Lowe was facing the loss of the farming property ‘Tinja’ near Mudgee that his family have owned for six generations.A flood of support rolled in from friends, industry associates and supporters, especially the Mudgee community which could not bear the thought of a Mudgee wine industry without David Lowe. Lowe is not only a winemaker of note but a community-minded man who has given generously of his time to the wine industry and community organisations.

Currie is well-known as a restaurateur in Orange and Mudgee and The Zin House (named after Lowe’s flagship zinfandel wine) is one of the best-regarded restaurants in country NSW. Before long there were pledges of money, and Currie was quoted in The Sydney Morning Herald Good Food on April 10 saying that by selling some land and with help, the required AUD $2.5 million was down to AUD $1.5 million.

Lowe told me later that day that he was by then ‘certain’ they would achieve their aim of saving the business.

“I started the week without much hope, and then day by day I was becoming more confident; now I’m certain we will be able to stay on,” he told me.

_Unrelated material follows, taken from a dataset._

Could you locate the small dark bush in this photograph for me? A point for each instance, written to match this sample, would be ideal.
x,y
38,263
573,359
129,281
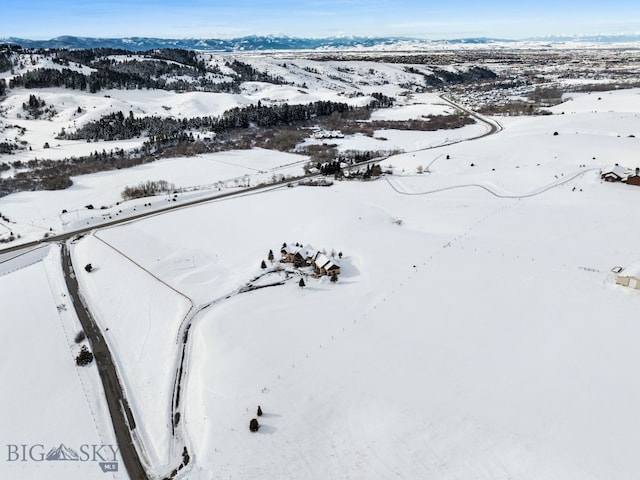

As part of the plan to raise the remainder, a crowdfunding effort has been launched, with a target of AUD $500,000.

Currie’s post said the relationship with an unnamed investor had ‘soured’, and following drawn-out negotiations, including mediation,

“yesterday the partner was issued a Section 11 allowing him to resume the land, and today he has put the receivers into the winery ‘to protect his interests’.”

She said, “Several million dollars of assets will have been picked up for half their worth.”

Lowe admitted to me that he was not entirely blameless, and had been foolish to sign his name to certain papers. He also said both the restaurant and winery were strongly viable businesses.